In den Fragen bei Treumann et al. werden wie bei den Fragen der SchülerInnen häufig materielle Zeichenträger genannt. So werden z. B. bei Treumann et al. bei der Frage "Kreuze bitte an, wie oft du die folgenden Tätigkeiten ausübst" als Optionen "Musik-Kassetten aufnehmen", "Hörspiele, die du selbst gestaltest, auf Kassette aufnehmen", "Radiosendungen moderieren" und "Einen Film drehen (Video, Super 8)" (Treumann et al. 2007: 724) angeboten. Unter "Kreuze bitte die drei Medien an, die Dir am wichtigsten sind", werden Fernsehen, Radio, Bücher, Zeitschriften, Kassettenrekorder/CD-Player, Videorekorder, Walkman/Diskman/Minidiscman, Computer bzw. PC und Handy als Optionen angeboten (Treumann et al. 2007: 728). Wie bei den SchülerInnen ist der Medienkompetenzbegriff damit auf aktuell verbreitete materielle Zeichenträger bezogen. In beiden Fällen kann damit ein Bezug des Medienkompetenzbegriffs auf die jeweils gegenwärtige Lebenswelt konstatiert werden, der für die Operationalisierung erforderlich ist. Damit wird umgekehrt die Problematik der Operationalisierung des Medienkompetenzbegriffs deutlich: Die meisten der bei Treumann angegebenen Geräte haben die SchülerInnen nicht genannt. Das ist vermutlich darauf zurückzuführen, dass die Geräte im Alltag der SchülerInnen nicht vorkommen. Umgekehrt werden bei Treumann keine Smartphones und keine Computerspielkonsolen genannt. Ersteres ist nicht darauf zurückzuführen, dass es zum Zeitpunkt der Entwicklung des Instruments von Treumann et al. keine Smartphones gab, sondern dass diese Geräte noch sehr teuer waren, von SchülerInnen kaum genutzt und auch anders bezeichnet wurden. Nicht erklärlich ist das weitgehende Fehlen von Spielkonsolen im Instrument von Treumann et al.

Im Bereich der Mediennutzung findet sich bei Treumann et al. die Unterscheidung zwischen rezeptiver und interaktiver Mediennutzung, die aus dem Medienkompetenzbegriff entnommen und deskriptiv beschrieben wird (2007: 34, 146ff.).
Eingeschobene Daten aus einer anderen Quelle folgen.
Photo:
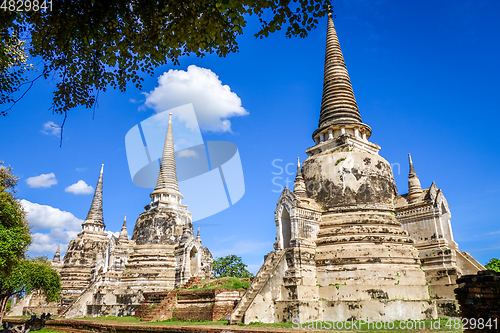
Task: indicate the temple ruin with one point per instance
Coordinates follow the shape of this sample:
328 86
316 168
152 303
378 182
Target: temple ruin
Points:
348 246
102 276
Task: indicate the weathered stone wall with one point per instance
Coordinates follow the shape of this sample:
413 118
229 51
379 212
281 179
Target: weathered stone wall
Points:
479 297
162 225
268 286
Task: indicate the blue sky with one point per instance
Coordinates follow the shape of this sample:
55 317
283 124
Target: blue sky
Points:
425 76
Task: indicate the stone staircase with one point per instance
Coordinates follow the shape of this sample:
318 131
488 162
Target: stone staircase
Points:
150 310
258 282
192 281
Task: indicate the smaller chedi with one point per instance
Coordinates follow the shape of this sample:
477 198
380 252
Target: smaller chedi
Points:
102 276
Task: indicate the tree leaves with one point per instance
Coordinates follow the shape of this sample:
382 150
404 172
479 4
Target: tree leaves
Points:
90 45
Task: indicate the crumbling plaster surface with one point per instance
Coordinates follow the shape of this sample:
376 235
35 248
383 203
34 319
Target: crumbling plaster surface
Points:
262 308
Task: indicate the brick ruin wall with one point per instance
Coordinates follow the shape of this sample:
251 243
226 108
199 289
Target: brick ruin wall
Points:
479 297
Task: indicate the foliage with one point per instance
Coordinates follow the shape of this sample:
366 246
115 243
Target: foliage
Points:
14 231
33 274
91 45
230 266
493 264
17 274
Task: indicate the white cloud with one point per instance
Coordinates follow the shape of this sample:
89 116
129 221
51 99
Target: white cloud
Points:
50 128
213 102
80 187
188 153
47 217
44 180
Die produktive Nutzung wird bei Treumann et al. im Bereich der kreativen Mediengestaltung verortet. Der rezeptiven Mediennutzung werden Fernsehen, Radio, Video, Zeitung, Walkman, Belletristik, Zeitschriften, Sachliteratur und Comics zugeordnet. Zur interaktiven Mediennutzung wird Telefonieren, Fotografieren, am Computer/im Internet spielen oder arbeiten, am Computer tüfteln, Instrument spielen, bei Netzwerkparty/-schlacht mitmachen und Musik auflegen gezählt. Dabei werden im Vergleich zu den Fragen der SchülerInnen zunächst wieder technische Differenzen sichtbar, die sich z. T. allerdings nur unter Berücksichtigung der medientechnischen Entwicklung erschließen: "Fotografieren" kommt etwa in den Fragen der SchülerInnen häufig vor – allerdings ist damit nicht gemeint, dass eine Fotokamera zur Hand genommen, ein Film eingelegt, dann etwas fotografiert, anschließend der Film entwickelt und ein Abzug hergestellt wird, sondern dass mit dem Smartphone ein Foto gemacht und über eine Internetanwendung geteilt wird. Ähnliches gilt für Videos, die bei den SchülerInnen gleichfalls häufig vorkommen. Gemeint ist aber nicht das Ausleihen von VHS – Kassetten und das Abspielen mit einem Videorekorder, sondern die Nutzung von Onlinediensten, die bei Treumann et al. nur mit dem Oberbegriff "Computernutzung" in die interaktive Nutzung eingeordnet wird. Dass die beteiligten SchülerInnen die Verwendung von Smartphones ohne weiteres als Computernutzung bezeichnen würden, kann jedoch nicht angenommen werden.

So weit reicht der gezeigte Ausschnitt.